Since your rather reclusive reporter and his femme fatale “photog” actually always enjoy these jumping jams, don’t expect an in-depth analysis or even a perfect playlist. It’s all about the overall experience and not a detailed documentation. Just be happy to hear highlights, mmmkay?

Memorable moments included the inclusion of a new number by Papa J and pals tentatively titled “Gotta Move On”. It’s an original song with classic blues elements. Also included was their cover of Big Joe Turner’s 1955 jump blues-style tune "Flip, Flop and Fly" and their version of T-Bone Walker’s “Stormy Monday” once made famous by B.B. King.

Romeo Maxx led another group in a cover of Stevie Ray Vaughan’s “Pride And Joy”, and there were more noteworthy numbers as random artists were called to replace those who had already performed including a blues shuffle version of Carl Perkins’ 1956 tune “Matchbox” and a The Steve Miller Band’s “Rock ‘N Me” as a blues rock bit in “B” led by Ryan George (lead vocals and guitar). Chase Walker (guitar) and Matt Fyke (drums) of The Chase Walker Band also appeared onstage.

It remains impressive to see random groupings of musicians—individuals who often appear quite different from one another-- almost immediately musically merge together in a generally cohesive and entertaining unit. They almost always seem capable of rolling with the punches of playing live and are always willing to share the spotlight so that everyone can show the audience what he (or she) has got.

It’s not about individual egos. It’s about sharing the limelight. It’s about sharing a genuine love of the blues.

The event’s participating performers also included: Ray Moreno (drums), multi-instrumentalist and singer René Mente (guitar, bass, drums and vocals), Mike Dotson (guitar), Mr.
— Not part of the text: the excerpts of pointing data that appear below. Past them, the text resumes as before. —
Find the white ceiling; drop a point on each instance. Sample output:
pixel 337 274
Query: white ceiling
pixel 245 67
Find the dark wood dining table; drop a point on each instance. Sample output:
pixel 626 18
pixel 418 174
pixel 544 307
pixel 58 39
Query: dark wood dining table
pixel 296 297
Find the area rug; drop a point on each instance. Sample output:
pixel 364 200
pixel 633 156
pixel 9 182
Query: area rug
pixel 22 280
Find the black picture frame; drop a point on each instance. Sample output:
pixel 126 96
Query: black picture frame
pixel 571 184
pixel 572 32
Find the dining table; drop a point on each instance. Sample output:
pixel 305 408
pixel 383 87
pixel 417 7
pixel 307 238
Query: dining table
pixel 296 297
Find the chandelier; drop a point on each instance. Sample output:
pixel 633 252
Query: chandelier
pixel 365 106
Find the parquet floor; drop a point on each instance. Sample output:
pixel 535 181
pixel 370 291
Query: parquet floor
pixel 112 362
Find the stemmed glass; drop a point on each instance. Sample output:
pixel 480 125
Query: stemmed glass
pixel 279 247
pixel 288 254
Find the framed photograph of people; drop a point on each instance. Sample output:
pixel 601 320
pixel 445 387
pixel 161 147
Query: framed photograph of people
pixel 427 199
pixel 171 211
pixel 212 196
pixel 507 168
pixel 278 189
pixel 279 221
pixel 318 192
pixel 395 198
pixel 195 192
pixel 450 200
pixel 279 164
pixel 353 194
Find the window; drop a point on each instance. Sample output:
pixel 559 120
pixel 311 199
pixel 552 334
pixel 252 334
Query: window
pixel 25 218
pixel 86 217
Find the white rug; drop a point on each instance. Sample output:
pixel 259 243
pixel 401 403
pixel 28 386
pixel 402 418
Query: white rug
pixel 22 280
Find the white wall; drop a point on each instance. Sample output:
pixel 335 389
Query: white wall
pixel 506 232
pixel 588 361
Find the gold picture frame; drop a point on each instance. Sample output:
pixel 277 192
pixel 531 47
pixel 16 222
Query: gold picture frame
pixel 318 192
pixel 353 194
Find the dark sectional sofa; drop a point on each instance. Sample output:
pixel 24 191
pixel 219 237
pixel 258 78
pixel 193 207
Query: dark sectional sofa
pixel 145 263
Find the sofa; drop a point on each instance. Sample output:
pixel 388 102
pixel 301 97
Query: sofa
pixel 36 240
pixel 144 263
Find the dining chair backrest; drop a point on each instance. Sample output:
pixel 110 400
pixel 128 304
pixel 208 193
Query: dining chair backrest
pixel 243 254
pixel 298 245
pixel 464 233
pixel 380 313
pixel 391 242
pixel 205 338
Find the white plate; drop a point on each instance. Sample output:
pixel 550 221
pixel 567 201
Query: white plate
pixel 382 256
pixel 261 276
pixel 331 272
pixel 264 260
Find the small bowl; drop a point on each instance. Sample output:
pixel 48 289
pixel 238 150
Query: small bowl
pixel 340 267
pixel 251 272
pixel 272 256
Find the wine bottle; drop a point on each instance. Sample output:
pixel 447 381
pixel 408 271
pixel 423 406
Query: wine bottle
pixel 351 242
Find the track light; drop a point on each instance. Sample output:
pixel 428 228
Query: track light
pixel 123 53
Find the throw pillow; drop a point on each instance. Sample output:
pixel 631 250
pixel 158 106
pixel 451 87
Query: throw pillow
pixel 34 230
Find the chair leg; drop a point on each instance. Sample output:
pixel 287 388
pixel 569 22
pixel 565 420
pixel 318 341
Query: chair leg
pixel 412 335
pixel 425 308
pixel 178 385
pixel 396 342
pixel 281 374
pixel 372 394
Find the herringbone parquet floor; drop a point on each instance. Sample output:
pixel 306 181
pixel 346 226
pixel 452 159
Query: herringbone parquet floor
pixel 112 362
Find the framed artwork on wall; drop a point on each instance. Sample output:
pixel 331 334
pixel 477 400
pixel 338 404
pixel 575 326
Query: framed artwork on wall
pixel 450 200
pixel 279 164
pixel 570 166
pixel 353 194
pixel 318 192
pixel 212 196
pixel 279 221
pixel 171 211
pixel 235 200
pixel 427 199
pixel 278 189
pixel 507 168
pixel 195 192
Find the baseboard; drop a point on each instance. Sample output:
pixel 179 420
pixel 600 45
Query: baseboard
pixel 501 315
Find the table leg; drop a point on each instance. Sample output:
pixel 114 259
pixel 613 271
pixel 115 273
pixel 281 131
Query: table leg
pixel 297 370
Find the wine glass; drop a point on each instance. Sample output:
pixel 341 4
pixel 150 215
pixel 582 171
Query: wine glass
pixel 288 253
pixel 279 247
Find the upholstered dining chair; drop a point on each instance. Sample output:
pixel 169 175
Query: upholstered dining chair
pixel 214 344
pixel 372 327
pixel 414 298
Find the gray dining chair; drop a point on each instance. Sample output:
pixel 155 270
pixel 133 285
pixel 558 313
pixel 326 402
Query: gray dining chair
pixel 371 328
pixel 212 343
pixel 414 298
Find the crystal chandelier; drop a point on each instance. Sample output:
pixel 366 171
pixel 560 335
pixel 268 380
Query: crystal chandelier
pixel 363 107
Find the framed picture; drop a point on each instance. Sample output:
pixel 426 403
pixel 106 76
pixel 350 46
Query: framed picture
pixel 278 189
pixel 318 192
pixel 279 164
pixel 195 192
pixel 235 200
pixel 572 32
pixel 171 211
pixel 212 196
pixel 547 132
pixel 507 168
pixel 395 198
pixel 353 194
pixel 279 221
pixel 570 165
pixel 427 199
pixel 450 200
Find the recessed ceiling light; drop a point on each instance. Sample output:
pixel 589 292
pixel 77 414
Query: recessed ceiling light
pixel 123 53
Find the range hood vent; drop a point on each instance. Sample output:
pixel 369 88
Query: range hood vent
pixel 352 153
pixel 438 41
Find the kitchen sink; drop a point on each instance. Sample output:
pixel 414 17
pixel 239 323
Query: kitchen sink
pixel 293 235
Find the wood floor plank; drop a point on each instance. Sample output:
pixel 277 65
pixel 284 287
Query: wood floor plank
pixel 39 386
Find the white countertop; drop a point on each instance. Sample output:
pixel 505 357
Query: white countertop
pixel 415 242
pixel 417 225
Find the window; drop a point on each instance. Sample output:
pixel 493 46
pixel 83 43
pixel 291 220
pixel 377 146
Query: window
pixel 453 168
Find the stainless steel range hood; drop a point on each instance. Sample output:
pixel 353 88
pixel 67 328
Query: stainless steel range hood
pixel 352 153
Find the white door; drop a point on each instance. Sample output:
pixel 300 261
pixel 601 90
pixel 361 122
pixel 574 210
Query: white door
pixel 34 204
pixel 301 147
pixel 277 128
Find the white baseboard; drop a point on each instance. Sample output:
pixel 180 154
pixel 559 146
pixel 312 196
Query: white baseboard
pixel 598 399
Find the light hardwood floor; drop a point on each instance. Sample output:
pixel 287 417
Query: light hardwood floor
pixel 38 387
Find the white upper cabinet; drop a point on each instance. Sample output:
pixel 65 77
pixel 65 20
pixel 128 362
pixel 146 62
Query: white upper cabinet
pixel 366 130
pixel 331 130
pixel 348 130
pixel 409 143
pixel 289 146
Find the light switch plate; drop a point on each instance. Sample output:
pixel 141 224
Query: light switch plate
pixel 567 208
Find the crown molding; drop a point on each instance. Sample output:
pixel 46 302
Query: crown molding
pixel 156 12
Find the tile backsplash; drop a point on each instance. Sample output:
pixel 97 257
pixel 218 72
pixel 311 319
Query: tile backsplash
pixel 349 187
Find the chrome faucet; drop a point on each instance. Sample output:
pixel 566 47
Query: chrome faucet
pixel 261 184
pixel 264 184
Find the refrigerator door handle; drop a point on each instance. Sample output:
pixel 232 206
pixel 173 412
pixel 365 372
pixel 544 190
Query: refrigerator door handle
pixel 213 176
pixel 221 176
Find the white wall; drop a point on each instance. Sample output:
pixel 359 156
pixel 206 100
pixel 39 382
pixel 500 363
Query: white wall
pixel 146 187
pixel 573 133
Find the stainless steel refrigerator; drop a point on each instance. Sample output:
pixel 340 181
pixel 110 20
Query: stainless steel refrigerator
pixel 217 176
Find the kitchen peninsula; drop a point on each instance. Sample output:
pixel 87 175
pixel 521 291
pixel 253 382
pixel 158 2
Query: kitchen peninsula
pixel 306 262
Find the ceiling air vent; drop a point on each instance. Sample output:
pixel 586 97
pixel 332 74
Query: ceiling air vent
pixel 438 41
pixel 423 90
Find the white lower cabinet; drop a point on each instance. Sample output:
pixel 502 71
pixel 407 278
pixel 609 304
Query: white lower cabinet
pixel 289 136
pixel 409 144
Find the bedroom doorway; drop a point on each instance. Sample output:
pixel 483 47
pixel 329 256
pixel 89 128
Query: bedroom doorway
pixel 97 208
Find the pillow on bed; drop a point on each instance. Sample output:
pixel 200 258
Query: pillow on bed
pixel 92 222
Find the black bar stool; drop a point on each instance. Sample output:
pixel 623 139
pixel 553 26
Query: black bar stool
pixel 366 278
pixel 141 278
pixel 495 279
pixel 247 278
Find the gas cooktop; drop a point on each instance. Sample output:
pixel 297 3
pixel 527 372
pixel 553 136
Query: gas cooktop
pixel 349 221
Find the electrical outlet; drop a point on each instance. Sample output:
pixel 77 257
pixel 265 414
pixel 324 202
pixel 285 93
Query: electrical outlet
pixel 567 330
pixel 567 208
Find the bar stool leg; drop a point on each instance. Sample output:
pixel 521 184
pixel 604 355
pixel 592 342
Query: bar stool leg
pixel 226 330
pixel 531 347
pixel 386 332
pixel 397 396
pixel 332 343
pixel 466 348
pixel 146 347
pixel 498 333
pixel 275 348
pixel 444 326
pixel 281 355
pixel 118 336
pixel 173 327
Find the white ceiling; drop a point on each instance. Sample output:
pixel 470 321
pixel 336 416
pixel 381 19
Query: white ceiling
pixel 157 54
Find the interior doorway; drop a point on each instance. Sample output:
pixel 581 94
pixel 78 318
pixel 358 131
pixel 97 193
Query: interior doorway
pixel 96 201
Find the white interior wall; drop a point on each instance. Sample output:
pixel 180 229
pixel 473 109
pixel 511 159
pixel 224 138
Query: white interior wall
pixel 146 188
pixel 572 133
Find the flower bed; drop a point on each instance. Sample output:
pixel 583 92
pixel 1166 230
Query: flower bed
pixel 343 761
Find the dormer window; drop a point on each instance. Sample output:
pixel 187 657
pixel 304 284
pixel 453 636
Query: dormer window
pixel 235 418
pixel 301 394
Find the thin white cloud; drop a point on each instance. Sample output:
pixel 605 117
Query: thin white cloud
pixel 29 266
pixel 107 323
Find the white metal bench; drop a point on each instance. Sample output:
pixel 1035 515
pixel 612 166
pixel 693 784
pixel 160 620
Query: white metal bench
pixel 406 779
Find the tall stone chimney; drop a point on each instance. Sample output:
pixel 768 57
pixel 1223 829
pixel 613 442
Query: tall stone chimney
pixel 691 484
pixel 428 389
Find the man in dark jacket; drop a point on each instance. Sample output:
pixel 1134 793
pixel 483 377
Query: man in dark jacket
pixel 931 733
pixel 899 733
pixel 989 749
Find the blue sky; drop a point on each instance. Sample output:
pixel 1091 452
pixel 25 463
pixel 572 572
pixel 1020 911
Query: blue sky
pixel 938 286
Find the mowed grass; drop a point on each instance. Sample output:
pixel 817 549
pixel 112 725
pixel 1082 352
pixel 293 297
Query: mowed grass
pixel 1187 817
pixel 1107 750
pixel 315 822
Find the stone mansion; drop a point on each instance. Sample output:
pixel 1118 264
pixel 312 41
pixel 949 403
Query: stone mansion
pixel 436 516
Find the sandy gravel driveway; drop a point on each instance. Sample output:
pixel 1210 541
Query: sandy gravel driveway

Blues (harp), Andrew (harmonica and vocals), J. Hawk (guitar), John P. (bass), Don (vocals), Nick (drums), Mike C. (guitar and vocals), Buck (guitar), Scott (bass), Don H. (harp), Harry Rattleman (bass), John Iozzi (guitar), Eric Castillo (drums), Maile Anela Alday (vocals) and Sandro Eristavi (guitar).

Papa J would once again take the stage for the final set singing such selections as Roy Hawkins and Rick Darnell’s 1952 slow minor-key blues bit “The Thrill Is Gone” and one of your rascally writer’s favorites “Laundromat”. (Yeah, there’s a reason why this rascally writer doesn’t own a washer and a dryer.) He also reminded everyone that "the blues is America’s only original art form”.

He would also add that “the blues is about telling a story”. He further stated: “I was born a long time ago but I wasn’t born in the (19)30s. So my story’s gonna be a little different.” Having been raised just outside of Chicago, Illinois it was quite apropos that Papa J and the boys in blues closed things out with Robert Johnson’s classic twelve –bar blues tune “Sweet Home Chicago”.

Indeed, a song so close to his home worked well here since the Orange County Blues Society’s Blues Jams always have a relaxed, friendly atmosphere to them. As Sparks observed: “It’s like a big family get-together”. (As always, mention must also be made of the service provided by willing waitress Lissa and the Main Street staff.)
The Orange County Blues Society Blues Jam: spontaneous, cool blues, strong drinks, hot food and servers to match. What more could you want?

My name is Phoenix and . . . that's the bottom line.